Dŵr Cymru Welsh Water, which serves more than 1.4 million households and businesses across much of Wales, Herefordshire and parts of Deeside, issued the warning as part of a campaign to raise awareness of the change, brought in by the Welsh Government.

Welsh Water estimates that all in all it serves over 350,000 rental properties. Welsh Government estimates that there are around 100,000 private landlords in Wales, as well as the 60+ Residential Social Landlords, so the change affects a large number of people and organisations.

Welsh Water wants landlords to register themselves and their properties with them. Ideally they should also take advantage of the water industry’s online system, Landlord TAP (, to let them know of changes in tenancy details. Alternatively they can be given through the Welsh Water website (

The not-for-profit company said work it had done on cases of ongoing non-payment revealed around 15% of these customers were no longer living at the property but remained registered for charges. These inaccuracies make it difficult to recover its charges, and can also affect the credit rating of unsuspecting past tenants.

Each year the equivalent of around £20 for every customer is spent pursuing customers who don’t pay their water and sewerage charges – money which is needed to maintain services and keep bills lower.

All landlords are required by Welsh Government regulations to let the water company know of a change in tenants within 21 days of the change. They need to ensure the water company have the details of new tenants, including full name, address, date of birth (when known) and the start date of the tenancy.

If they don’t have this information landlords can be held liable for the service charges for the property.

If landlords believe their tenants may genuinely struggle to pay their bills, Welsh Water will work with them to reduce charges and apply social tariffs. The company already supports more than 80,000 of its lowest-earning households and is very keen to increase the number pf supported households, with its range of social tariffs.

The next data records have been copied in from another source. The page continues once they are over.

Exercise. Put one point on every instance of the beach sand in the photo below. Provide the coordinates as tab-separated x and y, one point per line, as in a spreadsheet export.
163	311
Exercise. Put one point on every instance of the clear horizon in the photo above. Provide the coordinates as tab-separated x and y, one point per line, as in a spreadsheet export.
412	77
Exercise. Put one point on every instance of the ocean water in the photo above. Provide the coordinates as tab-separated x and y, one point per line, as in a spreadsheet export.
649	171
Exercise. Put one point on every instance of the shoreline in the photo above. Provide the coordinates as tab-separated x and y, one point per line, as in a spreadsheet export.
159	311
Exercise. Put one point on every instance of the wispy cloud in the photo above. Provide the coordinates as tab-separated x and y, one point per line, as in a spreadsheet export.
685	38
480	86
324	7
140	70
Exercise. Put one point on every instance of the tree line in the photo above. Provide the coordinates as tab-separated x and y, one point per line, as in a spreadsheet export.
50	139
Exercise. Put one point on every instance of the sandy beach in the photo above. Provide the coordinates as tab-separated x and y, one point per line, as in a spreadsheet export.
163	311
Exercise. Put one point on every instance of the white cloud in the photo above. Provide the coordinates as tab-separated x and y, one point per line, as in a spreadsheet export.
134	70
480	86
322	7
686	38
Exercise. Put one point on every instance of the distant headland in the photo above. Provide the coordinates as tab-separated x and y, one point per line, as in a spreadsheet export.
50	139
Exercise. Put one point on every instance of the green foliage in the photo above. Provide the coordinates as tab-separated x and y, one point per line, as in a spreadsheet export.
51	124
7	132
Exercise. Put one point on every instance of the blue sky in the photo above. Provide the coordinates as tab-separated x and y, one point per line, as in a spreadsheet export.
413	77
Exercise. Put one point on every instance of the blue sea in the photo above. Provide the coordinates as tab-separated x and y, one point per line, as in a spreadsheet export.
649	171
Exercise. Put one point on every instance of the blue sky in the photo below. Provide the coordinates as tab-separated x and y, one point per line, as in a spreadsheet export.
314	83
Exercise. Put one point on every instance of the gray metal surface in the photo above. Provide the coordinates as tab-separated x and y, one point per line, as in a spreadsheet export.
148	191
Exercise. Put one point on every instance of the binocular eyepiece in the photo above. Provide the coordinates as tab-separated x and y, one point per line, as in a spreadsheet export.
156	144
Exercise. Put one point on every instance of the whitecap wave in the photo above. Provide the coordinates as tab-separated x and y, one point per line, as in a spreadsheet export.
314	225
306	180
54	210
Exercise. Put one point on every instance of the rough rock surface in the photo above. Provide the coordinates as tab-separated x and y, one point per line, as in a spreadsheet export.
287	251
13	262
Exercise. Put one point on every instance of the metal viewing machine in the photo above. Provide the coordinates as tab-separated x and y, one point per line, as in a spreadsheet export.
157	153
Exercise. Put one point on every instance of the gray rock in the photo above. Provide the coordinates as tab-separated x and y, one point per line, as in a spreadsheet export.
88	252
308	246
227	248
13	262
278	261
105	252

Julia Cherrett, Managing Director of Retail Services at Welsh Water, said: “It is really important that we have accurate and up to date information about who is responsible for paying our charges. Some landlords may not be aware of this important change in regulations, which can lead to months of charges falling to them, rather than the tenant.

Unrecovered charges lead to a reduction in the amount of investment we are able to make as per our not-for-profit status. This is something we want to put right, we want to maximise our collections performance so we can invest more in supporting those who genuinely struggle to pay, and in improving our network.”

Councillor Lynda Thorne, Cabinet Member for Housing and Communities at Cardiff Council, the single licensing authority for Rent Smart Wales, said: “Rent Smart Wales was established to improve the private rented sector and with almost 80,000 landlords now registered, we’re pleased to be working with Dŵr Cymru Welsh Water to raise awareness of the changes in these regulations.

“This partnership will enable us to promote compliance with both sets of legislation and enhance the sector both for tenants and landlords by ensuring water charges are billed correctly.”

Douglas Haig, Residential Landlords Association Vice-Chair and Director for Wales said: “The Residential Landlords Association strives to continue to raise awareness of private landlords’ legal duty to share their tenants’ details with Welsh Water. Guidance about how to comply is available on the RLA’s webpage to all landlords, as well as in the RLA’s Rent Smart Wales training course.

“We welcome Welsh Water’s willingness to work with both landlords who may not be aware of the requirements, as well as with tenants who struggle to keep up with their payments. Collaborative working is necessary to the success of any regulatory measure, and we are happy to work in partnership with Welsh Water to raise awareness.”